Dans son adaptation du texte inédit de Ian De Toffoli, „Léa et la théorie des systèmes complexes“, Renelde Pierlot prend le parti pris de la dérision d’une part et de l’idéologisation d’autre part, au point d’en limiter la portée. 

„Léa et la théorie des systèmes complexes“, écrit en vers libres par Ian De Toffoli, est trop riche en informations et en situations pour être reprise intégralement sur scène. Renelde Pierlot, l’a coupée, adaptée, en partie réécrite, et fait des choix de mise en scène qui lui donnent une charge nouvelle. 

„Léa et la théorie des systèmes complexes“ narre en parallèle l’histoire de la famille Koch et de son empire pétrolier  – bâti sur le mépris des syndicats et une conception du mérite qui est la négation du collectif – et l’histoire d’un passage à l’action violente de Léa, jeune résidente luxembourgeoise sans histoire née à la fin du siècle dernier. Prenant conscience de l’état de délabrement avancé de l’environnement, elle va en venir à considérer une attaque contre les intérêts de Koch au Luxembourg (à Gasperich, pour être précis) comme un moyen acceptable et efficace pour tenter de sauver ce qui peut encore l’être.

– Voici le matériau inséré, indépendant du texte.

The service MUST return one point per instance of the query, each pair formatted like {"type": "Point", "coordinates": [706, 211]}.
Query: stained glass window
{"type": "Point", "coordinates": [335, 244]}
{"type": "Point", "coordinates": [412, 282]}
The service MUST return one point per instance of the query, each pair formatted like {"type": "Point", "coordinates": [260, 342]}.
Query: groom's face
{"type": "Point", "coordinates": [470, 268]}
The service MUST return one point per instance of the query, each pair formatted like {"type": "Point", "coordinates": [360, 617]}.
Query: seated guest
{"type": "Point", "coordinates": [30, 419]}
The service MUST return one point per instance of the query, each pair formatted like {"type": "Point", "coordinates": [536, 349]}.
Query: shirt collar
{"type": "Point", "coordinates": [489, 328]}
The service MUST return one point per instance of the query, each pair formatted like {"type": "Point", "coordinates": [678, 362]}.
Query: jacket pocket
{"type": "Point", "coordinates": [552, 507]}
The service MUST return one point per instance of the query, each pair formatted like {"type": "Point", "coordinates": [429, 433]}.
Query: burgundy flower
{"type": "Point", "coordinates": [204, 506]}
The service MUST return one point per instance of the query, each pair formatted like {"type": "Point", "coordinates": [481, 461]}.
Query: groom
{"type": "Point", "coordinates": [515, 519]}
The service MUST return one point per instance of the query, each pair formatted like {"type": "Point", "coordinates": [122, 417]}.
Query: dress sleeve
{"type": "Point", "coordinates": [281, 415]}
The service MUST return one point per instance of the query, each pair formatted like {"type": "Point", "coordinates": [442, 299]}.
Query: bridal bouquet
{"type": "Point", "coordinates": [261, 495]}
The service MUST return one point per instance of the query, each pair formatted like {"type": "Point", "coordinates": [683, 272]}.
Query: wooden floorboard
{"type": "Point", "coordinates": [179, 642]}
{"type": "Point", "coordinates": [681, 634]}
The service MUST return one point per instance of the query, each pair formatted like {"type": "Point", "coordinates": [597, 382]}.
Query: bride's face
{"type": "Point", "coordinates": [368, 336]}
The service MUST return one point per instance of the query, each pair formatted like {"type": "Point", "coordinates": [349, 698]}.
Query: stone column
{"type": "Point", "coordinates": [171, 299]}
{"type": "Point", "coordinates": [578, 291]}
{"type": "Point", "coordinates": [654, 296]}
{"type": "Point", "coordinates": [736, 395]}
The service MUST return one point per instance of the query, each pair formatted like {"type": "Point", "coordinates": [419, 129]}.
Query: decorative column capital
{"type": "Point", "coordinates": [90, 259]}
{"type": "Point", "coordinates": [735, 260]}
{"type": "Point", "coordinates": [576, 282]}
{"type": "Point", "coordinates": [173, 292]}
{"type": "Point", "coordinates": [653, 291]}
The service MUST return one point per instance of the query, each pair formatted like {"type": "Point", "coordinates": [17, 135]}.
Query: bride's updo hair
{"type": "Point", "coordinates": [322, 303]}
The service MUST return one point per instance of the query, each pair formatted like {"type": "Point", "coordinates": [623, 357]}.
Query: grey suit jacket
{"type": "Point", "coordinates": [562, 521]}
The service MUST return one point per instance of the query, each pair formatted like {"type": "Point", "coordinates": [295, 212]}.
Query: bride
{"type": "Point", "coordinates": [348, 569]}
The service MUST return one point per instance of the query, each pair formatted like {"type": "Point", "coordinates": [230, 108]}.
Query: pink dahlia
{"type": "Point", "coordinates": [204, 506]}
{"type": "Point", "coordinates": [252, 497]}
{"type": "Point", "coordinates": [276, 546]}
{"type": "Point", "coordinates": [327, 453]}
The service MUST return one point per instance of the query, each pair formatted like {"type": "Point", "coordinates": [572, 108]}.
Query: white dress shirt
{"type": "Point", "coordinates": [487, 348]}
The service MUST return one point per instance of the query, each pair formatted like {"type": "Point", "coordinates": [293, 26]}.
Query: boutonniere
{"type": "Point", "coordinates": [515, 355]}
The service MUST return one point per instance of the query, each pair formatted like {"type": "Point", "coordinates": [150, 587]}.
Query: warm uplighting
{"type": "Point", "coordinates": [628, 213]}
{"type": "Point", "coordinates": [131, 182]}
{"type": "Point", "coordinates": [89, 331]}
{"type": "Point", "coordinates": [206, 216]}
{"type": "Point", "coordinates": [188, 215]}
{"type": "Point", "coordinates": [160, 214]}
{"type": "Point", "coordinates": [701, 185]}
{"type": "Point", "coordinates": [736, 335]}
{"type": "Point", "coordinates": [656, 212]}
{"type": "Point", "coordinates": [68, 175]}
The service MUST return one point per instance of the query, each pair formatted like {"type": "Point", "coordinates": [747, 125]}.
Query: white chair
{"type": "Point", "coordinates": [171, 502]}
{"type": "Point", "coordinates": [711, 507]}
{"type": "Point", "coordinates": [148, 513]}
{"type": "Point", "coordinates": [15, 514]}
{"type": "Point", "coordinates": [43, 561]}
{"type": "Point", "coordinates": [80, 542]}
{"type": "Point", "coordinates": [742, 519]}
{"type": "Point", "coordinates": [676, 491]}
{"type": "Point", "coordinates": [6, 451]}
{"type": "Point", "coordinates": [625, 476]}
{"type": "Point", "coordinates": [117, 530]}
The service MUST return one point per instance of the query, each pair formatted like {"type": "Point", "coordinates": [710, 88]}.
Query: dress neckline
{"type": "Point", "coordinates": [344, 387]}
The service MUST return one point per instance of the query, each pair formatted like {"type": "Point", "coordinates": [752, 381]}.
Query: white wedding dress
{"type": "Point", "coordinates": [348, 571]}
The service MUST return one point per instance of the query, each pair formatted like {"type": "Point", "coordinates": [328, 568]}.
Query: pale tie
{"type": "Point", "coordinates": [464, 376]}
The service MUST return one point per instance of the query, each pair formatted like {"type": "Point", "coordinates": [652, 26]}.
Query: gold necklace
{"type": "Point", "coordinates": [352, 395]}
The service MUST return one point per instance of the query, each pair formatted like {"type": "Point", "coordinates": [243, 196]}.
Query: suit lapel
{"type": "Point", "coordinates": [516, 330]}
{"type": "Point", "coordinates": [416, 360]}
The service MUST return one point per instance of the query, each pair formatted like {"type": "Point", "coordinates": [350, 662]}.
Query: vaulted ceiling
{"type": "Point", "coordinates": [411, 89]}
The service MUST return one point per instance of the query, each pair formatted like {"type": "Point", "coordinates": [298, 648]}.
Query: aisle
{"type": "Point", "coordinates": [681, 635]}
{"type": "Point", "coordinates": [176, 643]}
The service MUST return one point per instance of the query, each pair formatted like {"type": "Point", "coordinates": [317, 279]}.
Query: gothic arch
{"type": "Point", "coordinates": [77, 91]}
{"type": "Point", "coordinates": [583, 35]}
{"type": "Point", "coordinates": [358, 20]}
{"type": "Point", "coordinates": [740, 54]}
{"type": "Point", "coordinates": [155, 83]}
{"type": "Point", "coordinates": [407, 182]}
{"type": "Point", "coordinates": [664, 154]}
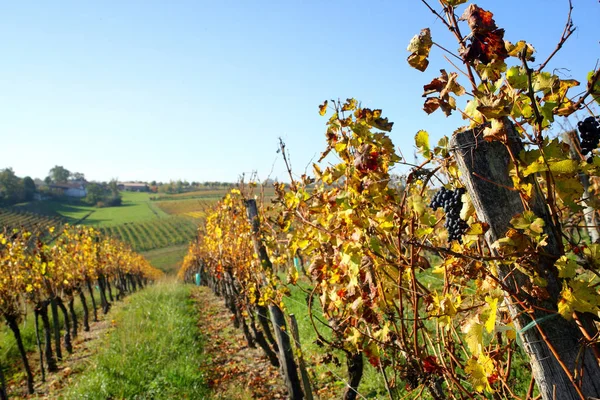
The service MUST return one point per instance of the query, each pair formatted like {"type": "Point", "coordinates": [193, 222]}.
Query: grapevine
{"type": "Point", "coordinates": [442, 304]}
{"type": "Point", "coordinates": [53, 269]}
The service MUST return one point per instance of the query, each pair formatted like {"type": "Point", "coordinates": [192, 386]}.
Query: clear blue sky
{"type": "Point", "coordinates": [201, 90]}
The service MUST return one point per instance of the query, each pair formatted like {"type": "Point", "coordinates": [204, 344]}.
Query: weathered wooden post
{"type": "Point", "coordinates": [286, 355]}
{"type": "Point", "coordinates": [301, 364]}
{"type": "Point", "coordinates": [589, 214]}
{"type": "Point", "coordinates": [484, 168]}
{"type": "Point", "coordinates": [3, 395]}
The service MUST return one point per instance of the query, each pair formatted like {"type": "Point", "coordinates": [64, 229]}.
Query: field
{"type": "Point", "coordinates": [167, 259]}
{"type": "Point", "coordinates": [136, 207]}
{"type": "Point", "coordinates": [10, 219]}
{"type": "Point", "coordinates": [153, 352]}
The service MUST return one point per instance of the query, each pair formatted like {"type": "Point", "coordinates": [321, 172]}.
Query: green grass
{"type": "Point", "coordinates": [154, 351]}
{"type": "Point", "coordinates": [9, 353]}
{"type": "Point", "coordinates": [136, 207]}
{"type": "Point", "coordinates": [154, 234]}
{"type": "Point", "coordinates": [10, 218]}
{"type": "Point", "coordinates": [167, 259]}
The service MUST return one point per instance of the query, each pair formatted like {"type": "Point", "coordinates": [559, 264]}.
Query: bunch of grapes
{"type": "Point", "coordinates": [589, 130]}
{"type": "Point", "coordinates": [450, 201]}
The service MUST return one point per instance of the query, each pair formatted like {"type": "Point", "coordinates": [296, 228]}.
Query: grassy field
{"type": "Point", "coordinates": [152, 353]}
{"type": "Point", "coordinates": [136, 207]}
{"type": "Point", "coordinates": [194, 208]}
{"type": "Point", "coordinates": [10, 219]}
{"type": "Point", "coordinates": [155, 233]}
{"type": "Point", "coordinates": [9, 353]}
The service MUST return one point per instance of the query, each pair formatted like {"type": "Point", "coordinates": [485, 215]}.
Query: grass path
{"type": "Point", "coordinates": [152, 350]}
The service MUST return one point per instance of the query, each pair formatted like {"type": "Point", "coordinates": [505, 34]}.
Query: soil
{"type": "Point", "coordinates": [234, 370]}
{"type": "Point", "coordinates": [84, 345]}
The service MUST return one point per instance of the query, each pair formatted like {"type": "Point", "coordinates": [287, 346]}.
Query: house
{"type": "Point", "coordinates": [69, 189]}
{"type": "Point", "coordinates": [133, 187]}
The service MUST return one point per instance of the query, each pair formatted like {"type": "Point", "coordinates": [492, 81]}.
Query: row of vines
{"type": "Point", "coordinates": [50, 271]}
{"type": "Point", "coordinates": [486, 252]}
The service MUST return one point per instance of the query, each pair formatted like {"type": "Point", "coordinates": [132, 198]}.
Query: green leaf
{"type": "Point", "coordinates": [543, 82]}
{"type": "Point", "coordinates": [323, 108]}
{"type": "Point", "coordinates": [566, 267]}
{"type": "Point", "coordinates": [454, 3]}
{"type": "Point", "coordinates": [419, 46]}
{"type": "Point", "coordinates": [517, 78]}
{"type": "Point", "coordinates": [422, 142]}
{"type": "Point", "coordinates": [596, 88]}
{"type": "Point", "coordinates": [490, 322]}
{"type": "Point", "coordinates": [564, 167]}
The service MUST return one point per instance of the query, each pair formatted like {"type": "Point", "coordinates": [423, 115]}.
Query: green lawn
{"type": "Point", "coordinates": [136, 207]}
{"type": "Point", "coordinates": [152, 353]}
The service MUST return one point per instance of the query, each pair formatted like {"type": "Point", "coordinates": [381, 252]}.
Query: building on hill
{"type": "Point", "coordinates": [133, 187]}
{"type": "Point", "coordinates": [69, 189]}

Renelde Pierlot a trouvé un subterfuge malicieux pour passer d’une époque à l’autre. Quand ils doivent évoquer Léa et son époque, les sept comédiennes et comédiens troquent leurs vêtements des années 30 contre un de ces hauts de survêtement qui faisaient fureur dans les années 80. Ce n’est pas la seule trouvaille de cette mise en scène qui cherche à rendre le texte plus théâtral qu’il ne l’est et à satisfaire le spectateur par des tableaux exubérants. 

Mélange des genres

Pour raconter l’histoire de la famille Koch dans un décor de pipelines accompagné d’un piano, sept comédiens et comédiennes se relaient et parfois se doublent dans le rôle du narrateur. Ils jouent également les différents rôles de trois générations de la famille Koch, sans souci de genre, les femmes jouant très souvent les hommes. Tous excellents, mais la prestation de Pitt Simon, dans la peau de Fred Koch notamment, est à relever pour le mélange de cynisme et de bonhomie qu’il maîtrise parfaitement.

Cela ne suffit pas à conserver le texte originel, qui dans son histoire des Koch est uniquement documentaire. Sur scène, l’histoire de la famille Koch vire à la farce, avec des mimiques et des mouvements inspirés des cartoons ou du cinéma comique des années 20, et un accompagnement musical qui joue le décalage. Le cynisme de la famille Koch devient pitrerie malsaine.  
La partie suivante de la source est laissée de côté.